Famous Historical Markers


"Not far from this spot stood the 'great tree' under which Charles Wesley had prayers and preached, March 14, 1736, the first Sunday after his arrival. There were about twenty people present, among whom was Mr. Oglethorpe. A year later, George Whitfield, appointed by the Bishop of London to serve as Deacon at Savannah and Frederica, wrote in his Journal (August 8, 1737): “In the evening we had public Prayers, and expounding of the second Lesson under a large tree, and many more present than could be expected.” A wooden cross made from a tree long designated as the Wesley Oak hangs on the wall of Christ Church near the pulpit."

TRACED 1773-1777

"In 1774 William Bartram came to Frederica. He explored St. Simons Island and noted the flora and beautiful live oaks."

ERECTED BY St. Simons Council of Garden Clubs IN COOPERATION WITH The Oleander District of the Garden
Club of Georgia, Inc, AND The National Park Service
The Georgia Navy

"During the American Revolution four heavily-armed row galleys were constructed in Savannah for the Georgia Navy, all underwritten by the Continental Congress. In nearby Frederica River, beginning at dawn on April 19, 1778, Georgia galleys Lee, Washington, and Bullock, commanded by Colonel Samuel Elbert, attacked HM brigantine Hinchinbrook, the armed sloop Rebecca, and an armed watering brig. The British attempted to gain an advantage by moving down the river their ships grounded, were abandoned, an captured. This remarkable victory boosted patriot morale and delayed by more than eight months the British invasion of Georgia."

Erected by the Georgia Historical Society, Georgia Society Sons of the American Revolution, Coastal Georgia Historical Society, and Fort Frederica National Monument

"From March 9 – May 12, 1736, Charles Wesley, secretary to James Oglethorpe, was Anglican cleric to the founders of Fort Frederica. His stern discipline earned disfavor among the colonists and Oglethorpe. John Wesley, religious leader to the colony of Georgia, visited Charles in April 1736, preaching in the storehouse. Charles returned to England. John ministered to the Fredericans in four trips before leaving “with an utter despair of doing good there” on January 26, 1737. After John's return to England, in May 1738 the brothers had “heart warming experiences” and later founded the Methodist movement."
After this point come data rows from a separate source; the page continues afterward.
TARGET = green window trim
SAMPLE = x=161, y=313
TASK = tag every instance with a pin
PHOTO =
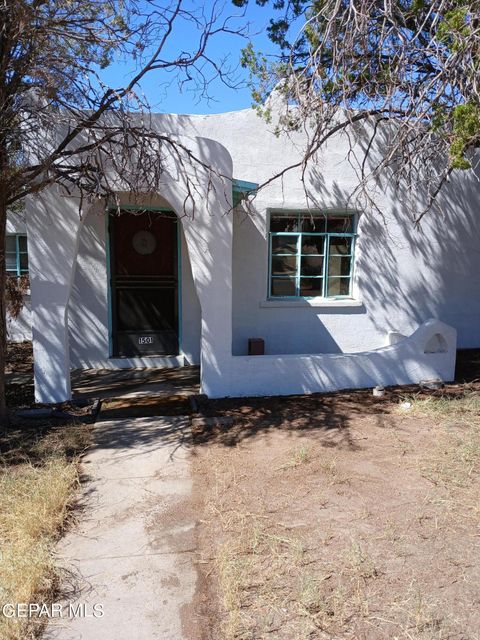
x=324, y=273
x=16, y=254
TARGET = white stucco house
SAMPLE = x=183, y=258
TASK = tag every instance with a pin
x=341, y=297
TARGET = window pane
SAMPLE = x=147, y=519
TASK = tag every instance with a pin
x=284, y=265
x=340, y=224
x=338, y=266
x=310, y=287
x=340, y=246
x=313, y=244
x=312, y=265
x=283, y=287
x=284, y=244
x=11, y=261
x=338, y=287
x=23, y=262
x=283, y=223
x=313, y=223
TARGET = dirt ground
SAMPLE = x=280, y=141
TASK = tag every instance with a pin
x=342, y=516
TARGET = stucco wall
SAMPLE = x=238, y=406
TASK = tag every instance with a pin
x=88, y=309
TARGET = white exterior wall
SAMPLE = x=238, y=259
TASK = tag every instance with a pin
x=402, y=277
x=20, y=328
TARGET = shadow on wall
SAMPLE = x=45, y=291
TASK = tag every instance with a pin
x=286, y=330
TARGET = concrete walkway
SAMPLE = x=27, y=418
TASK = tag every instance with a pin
x=133, y=549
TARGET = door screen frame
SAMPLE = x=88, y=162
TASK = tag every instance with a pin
x=109, y=257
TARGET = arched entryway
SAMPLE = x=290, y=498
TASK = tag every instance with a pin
x=144, y=263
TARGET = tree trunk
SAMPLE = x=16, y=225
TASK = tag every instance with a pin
x=4, y=417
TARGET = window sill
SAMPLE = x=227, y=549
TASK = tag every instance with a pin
x=312, y=302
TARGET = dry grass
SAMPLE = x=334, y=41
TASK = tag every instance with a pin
x=37, y=490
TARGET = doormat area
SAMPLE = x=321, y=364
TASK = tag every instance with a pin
x=145, y=407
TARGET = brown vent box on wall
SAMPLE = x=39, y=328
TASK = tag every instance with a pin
x=256, y=347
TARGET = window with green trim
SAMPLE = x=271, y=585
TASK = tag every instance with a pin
x=16, y=254
x=311, y=255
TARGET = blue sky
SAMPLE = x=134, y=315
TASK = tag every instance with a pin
x=163, y=91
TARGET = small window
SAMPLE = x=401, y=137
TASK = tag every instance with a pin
x=311, y=255
x=16, y=255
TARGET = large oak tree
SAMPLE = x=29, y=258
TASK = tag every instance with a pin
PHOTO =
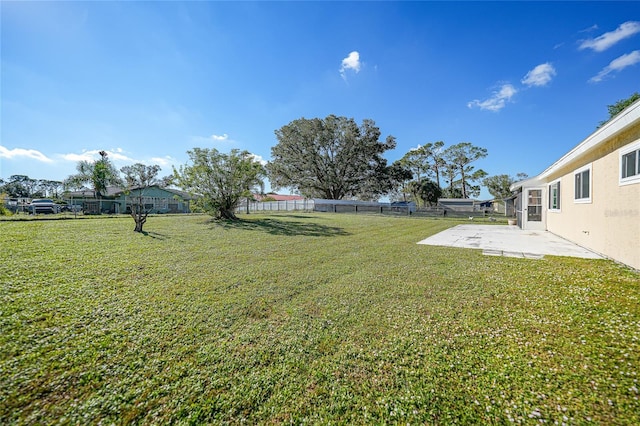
x=331, y=158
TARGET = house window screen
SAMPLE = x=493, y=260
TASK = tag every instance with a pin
x=583, y=184
x=554, y=196
x=631, y=164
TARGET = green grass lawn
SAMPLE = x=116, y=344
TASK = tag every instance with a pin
x=318, y=318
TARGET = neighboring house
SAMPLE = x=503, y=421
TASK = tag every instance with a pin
x=459, y=204
x=88, y=200
x=277, y=197
x=116, y=200
x=591, y=195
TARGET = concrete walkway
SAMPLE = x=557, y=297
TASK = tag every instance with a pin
x=503, y=240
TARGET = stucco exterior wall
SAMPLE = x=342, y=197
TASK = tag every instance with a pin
x=610, y=223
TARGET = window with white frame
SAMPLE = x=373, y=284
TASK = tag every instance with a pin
x=554, y=196
x=582, y=179
x=630, y=164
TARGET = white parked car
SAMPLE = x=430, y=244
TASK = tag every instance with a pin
x=43, y=205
"This congregation was established as a mission of the Church of England in February 1736. the Rev. Charles Wesley, ordained priest of that Church, conducted the first services in the chapel of Christ Episcopal Church, Savannah, also served this mission. Under the name of St. James, this was one of the eight original parishes established in 1758. After the Revolution, this and other churches which had been served continuously by clergymen of the Church of England formed the Protestant Episcopal Church in the United States of America. Christ Church was incorporated by the State Legislature in 1808 and given a glebe of 108 acres; and in 1823 was one of th three parishes organizing the diocese of Georgia. The first Church built on this property in 1820 was almost destroyed during the War Between the States. The present building was erected on the same site in 1884."

"Here are buried former Rectors of Christ Church and their families, the families of early settlers and of plantation days, officers of the British Army, and soldiers of every war in which our country fought. The oldest tombstone is dated 1803 but it is believed that there were a number of burials here before that time."